The Camp of the Saints

I read Jean Raspail’s The Camp of the Saints in the late 1970s. It is the type of book that excites vigorous emotional opposition from liberal and leftist Westerners because it posits the idea that excessive immigration from the Third World could lead to the destruction of the West. The bookseller in the store where I ordered it was a weasel faced – not that I held that against him – self-appointed intellectual who didn’t want to sell me the book: he thought it would corrupt me. Alas, his fatherly concern came too late. It did lead me to ponder the truism that today’s book burners tend to be on the political left; that is only fitting, I suppose, since they think they know what is best for the rest of us.

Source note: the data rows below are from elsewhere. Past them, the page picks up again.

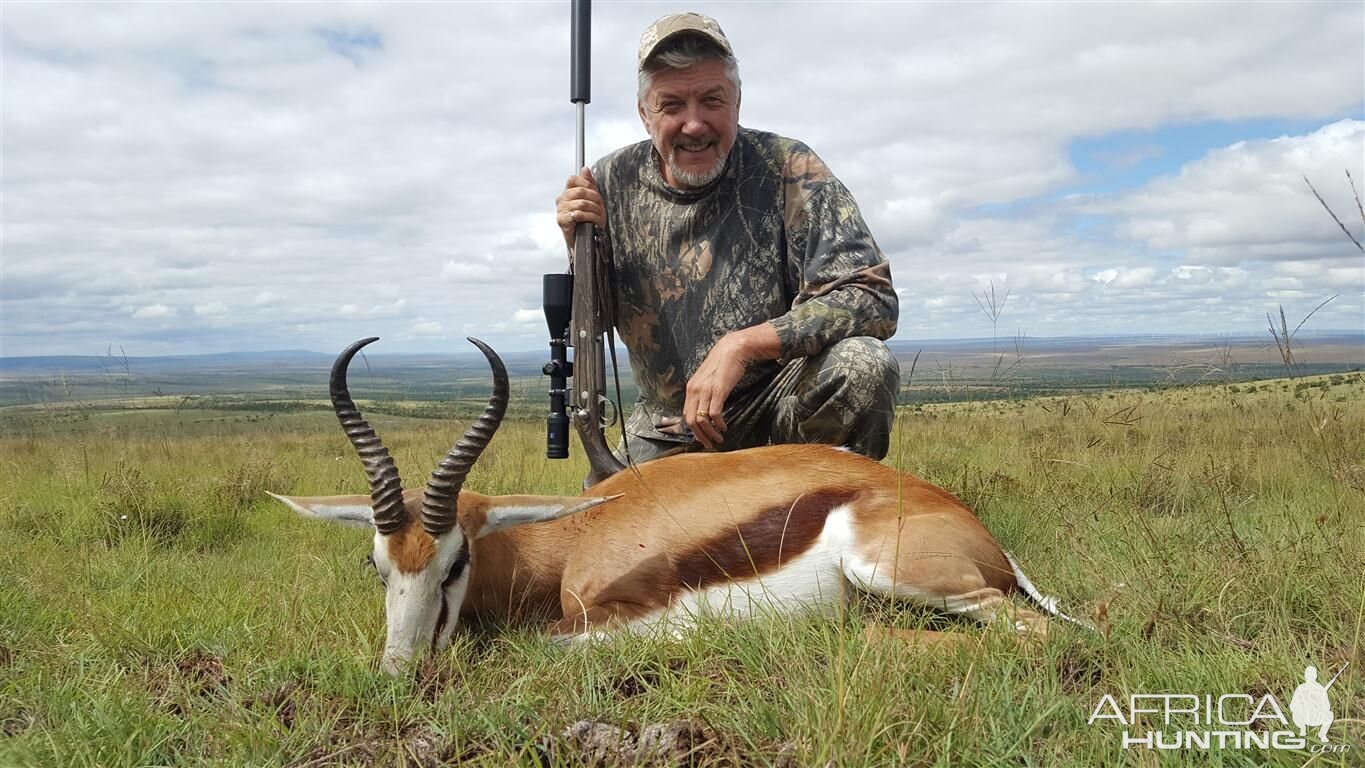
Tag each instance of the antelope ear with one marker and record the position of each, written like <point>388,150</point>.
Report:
<point>509,512</point>
<point>348,510</point>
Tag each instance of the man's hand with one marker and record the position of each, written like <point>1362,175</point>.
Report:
<point>578,203</point>
<point>703,411</point>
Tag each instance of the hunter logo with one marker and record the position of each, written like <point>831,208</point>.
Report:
<point>1229,720</point>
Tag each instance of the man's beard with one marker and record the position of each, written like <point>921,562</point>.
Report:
<point>694,179</point>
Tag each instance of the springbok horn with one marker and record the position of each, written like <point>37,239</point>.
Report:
<point>385,486</point>
<point>438,501</point>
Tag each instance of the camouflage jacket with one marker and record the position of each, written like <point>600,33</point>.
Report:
<point>776,239</point>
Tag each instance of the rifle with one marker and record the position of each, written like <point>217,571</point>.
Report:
<point>576,307</point>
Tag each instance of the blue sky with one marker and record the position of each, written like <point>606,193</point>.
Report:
<point>231,176</point>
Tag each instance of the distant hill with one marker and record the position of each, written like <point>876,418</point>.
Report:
<point>1005,366</point>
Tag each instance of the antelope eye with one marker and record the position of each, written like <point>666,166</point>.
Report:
<point>462,561</point>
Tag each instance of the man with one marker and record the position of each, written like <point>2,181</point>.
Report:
<point>748,291</point>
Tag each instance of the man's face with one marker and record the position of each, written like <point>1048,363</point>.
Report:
<point>692,116</point>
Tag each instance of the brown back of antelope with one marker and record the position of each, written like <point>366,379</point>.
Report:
<point>654,547</point>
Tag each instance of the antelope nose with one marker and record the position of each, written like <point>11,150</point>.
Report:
<point>392,663</point>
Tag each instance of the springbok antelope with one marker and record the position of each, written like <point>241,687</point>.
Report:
<point>655,546</point>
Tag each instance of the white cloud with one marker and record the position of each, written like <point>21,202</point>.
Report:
<point>154,313</point>
<point>223,156</point>
<point>1249,201</point>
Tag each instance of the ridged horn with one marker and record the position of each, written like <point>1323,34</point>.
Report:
<point>442,491</point>
<point>380,468</point>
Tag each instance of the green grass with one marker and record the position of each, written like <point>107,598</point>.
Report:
<point>160,610</point>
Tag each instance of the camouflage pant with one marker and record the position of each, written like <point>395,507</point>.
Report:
<point>842,396</point>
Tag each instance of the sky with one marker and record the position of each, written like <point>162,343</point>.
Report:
<point>194,178</point>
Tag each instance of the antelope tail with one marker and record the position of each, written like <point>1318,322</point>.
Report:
<point>1047,602</point>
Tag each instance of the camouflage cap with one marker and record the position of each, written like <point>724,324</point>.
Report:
<point>679,23</point>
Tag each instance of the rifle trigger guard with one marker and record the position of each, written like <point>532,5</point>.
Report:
<point>608,411</point>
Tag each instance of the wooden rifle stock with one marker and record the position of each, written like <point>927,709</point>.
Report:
<point>588,323</point>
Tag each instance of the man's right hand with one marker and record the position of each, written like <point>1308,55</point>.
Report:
<point>579,203</point>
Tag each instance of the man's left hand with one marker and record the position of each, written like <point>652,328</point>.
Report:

Modern Britain is a testament to Raspail’s warnings; we in North America, as yet lacking much of the UK’s immigration nightmare, are probably going to do the job ourselves by aborting ourselves into extinction. The unfortunates that do survive will be secularised into despair over the meaninglessness of their existence, leading them to voluntarily hasten their departure from this vale of tears through euthanasia or suicide.

To my surprise, the book is seeing something of a revival. Here is a recent review of it:

All those engaged in the debate over illegal immigration should find Jean Raispail’s The Camp of the Saints a challenging summer read. Otto Scott calls it “one of the most famous of the underground books.” Lionel Shriver believes it is a “novel both prescient and appalling.” The book became so notorious that the December 1994 issue of the Atlantic Monthly investigated many of the questions it raised.

The Camp of the Saints was published first in 1973 in France as Le Camp des Saints. An English translation by Norman Shapiro was published by Scribner in 1975. Since then, the book has been republished and described as a “controversial and politically incorrect novel,” and “a Fascist fantasy.”

[….]

The Camp of the Saints presents a reader with an alternate apocalypse from the one found in the Biblical book of Revelation. Even though Raspail’s title is taken from Revelation 20:9, “And they came up on the broad plain of the earth and surrounded the camp of the saints,” the book has very little to do with a biblical interpretation of events.

Instead, the title is a sarcastic reference that shows to the Western reader the end of the world in secular terms. In Raspail’s book, liberalism marches steadfastly to its demographic doom.

[….]

Jean Raspail’s vision in The Camp of the Saints is an imaginary one of how the secular order in the West may end. It is a vision seen through the right eye. According to Raspail, the West “has no soul left” and “it is always the soul that wins the decisive battles.”

The secular world truly is in need of salvation, a salvation Jean Raspail believes Christian charity will prove itself powerless to effect. So, he warns us during our summer of immigration discontent, “The times will be cruel.”